What's going on with the Braves?
With the Nationals finally turning into the world-beaters they were always destined to become, the Braves don't have much of a shot at the division crown anymore. Atlanta is eight games back in the loss column and doesn't appear to have the talent to catch up to Washington, whose run differential has recently peaked into triple-digit range.
Thank goodness for that second Wild Card slot, though. Although the Braves are four losses behind the Cardinals for the lead in the Wild Card standings, they stand only one loss behind San Francisco for a chance to take part in a one-game playoff at the end of the season.
To do that, though, the southern club is going to have to keep winning.

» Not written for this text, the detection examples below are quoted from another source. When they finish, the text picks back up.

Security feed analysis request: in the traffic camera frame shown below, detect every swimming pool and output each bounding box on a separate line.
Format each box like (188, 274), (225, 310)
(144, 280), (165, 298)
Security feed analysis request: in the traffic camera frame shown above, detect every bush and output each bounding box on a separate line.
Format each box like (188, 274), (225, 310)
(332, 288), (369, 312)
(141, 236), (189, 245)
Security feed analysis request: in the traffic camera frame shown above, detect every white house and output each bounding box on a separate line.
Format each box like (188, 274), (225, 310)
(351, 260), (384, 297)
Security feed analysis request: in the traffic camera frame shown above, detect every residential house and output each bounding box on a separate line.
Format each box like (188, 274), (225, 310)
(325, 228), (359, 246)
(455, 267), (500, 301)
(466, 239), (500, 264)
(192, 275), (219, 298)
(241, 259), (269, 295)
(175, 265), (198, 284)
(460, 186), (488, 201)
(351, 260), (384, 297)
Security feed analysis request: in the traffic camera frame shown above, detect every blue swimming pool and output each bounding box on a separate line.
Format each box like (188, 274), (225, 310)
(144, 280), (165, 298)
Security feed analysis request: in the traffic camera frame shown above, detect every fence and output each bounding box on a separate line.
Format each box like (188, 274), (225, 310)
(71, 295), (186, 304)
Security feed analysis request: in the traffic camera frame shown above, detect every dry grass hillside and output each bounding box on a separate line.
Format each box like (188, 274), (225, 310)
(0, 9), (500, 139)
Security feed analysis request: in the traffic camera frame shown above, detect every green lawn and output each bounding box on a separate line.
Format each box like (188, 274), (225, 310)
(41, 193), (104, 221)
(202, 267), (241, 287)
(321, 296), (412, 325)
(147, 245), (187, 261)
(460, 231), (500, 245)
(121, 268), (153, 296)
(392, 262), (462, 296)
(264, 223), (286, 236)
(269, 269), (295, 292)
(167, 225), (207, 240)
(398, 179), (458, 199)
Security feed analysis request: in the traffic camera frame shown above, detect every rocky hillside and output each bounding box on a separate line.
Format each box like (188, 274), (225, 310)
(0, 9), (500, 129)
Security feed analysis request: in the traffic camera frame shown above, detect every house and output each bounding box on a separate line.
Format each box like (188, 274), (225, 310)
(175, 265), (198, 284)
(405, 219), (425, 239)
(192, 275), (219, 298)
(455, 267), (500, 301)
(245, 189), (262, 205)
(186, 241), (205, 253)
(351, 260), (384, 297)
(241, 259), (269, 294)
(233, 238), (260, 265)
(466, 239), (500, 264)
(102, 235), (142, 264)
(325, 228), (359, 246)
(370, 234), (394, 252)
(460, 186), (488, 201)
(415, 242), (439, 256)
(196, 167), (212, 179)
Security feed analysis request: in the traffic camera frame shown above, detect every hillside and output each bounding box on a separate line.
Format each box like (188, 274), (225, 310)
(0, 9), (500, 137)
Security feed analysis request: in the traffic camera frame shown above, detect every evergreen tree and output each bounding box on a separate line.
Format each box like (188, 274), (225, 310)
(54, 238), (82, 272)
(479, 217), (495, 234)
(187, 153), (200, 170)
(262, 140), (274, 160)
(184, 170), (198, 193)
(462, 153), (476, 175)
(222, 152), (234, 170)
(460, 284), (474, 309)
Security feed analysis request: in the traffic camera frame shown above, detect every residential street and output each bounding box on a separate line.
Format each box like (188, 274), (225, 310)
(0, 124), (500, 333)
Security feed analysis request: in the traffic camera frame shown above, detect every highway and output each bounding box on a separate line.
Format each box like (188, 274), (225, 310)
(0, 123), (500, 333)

After a brutal stretch to begin the month of August, the Braves somehow got back on track against Oakland and Pittsburgh before splitting four games with Cincinnati last weekend. That sets up the Braves for 15 straight games within the National League East, six of which are against the Marlins, whom Atlanta is just barely holding off for second place in the division.
So can Atlanta survive the gauntlet of September and make the playoffs? Fans are not very confident.
Who are these guys?
Emilio Bonifacio was acquired by Atlanta right before the trade deadline alongside lefty reliever James Russell from the Cubs. The Braves gave up catching prospect Victor Caratini in the deal. He's far away from the majors and is blocked by another catcher in Christian Bethancourt, but it's a little strange for a smart team like Atlanta to give up a prospect in exchange for a utility piece like Bonifacio. He got off to a hot start this season with the Cubs, and he can play shortstop as well as the outfield, but Bonifacio is a player who doesn't get on base or hit for power regularly enough to be considered a regular. Speed and versatility are his calling cards.
Another player who is giving the Braves some help down the stretch is infielder/outfielder Phil Gosselin. The former fifth-round draft pick out of Virginia was never much of a hitter in the minor leagues... until this season when he ripped off a .344/.379/.487 line at Triple-A Gwinnett to put himself in the promotion conversation. Gosselin has been up and down this season between the minors and the majors, but his recent streak of solid hitting could make his current big league stint much more than a cup of coffee.
Who's on the mound?
Tuesday: Alex Wood vs. Dillon Gee
Considering the way he has pitched recently, it's hard to believe that Wood was once shifted to the bullpen in the middle of this season. The 23-year-old lefty is now up to five starts in a row with at least six innings pitched and two earned runs allowed or fewer. His strikeout rate has bounced around a little bit, but given Wood's youth and consistency this season, he looks like a future rotation piece for sure.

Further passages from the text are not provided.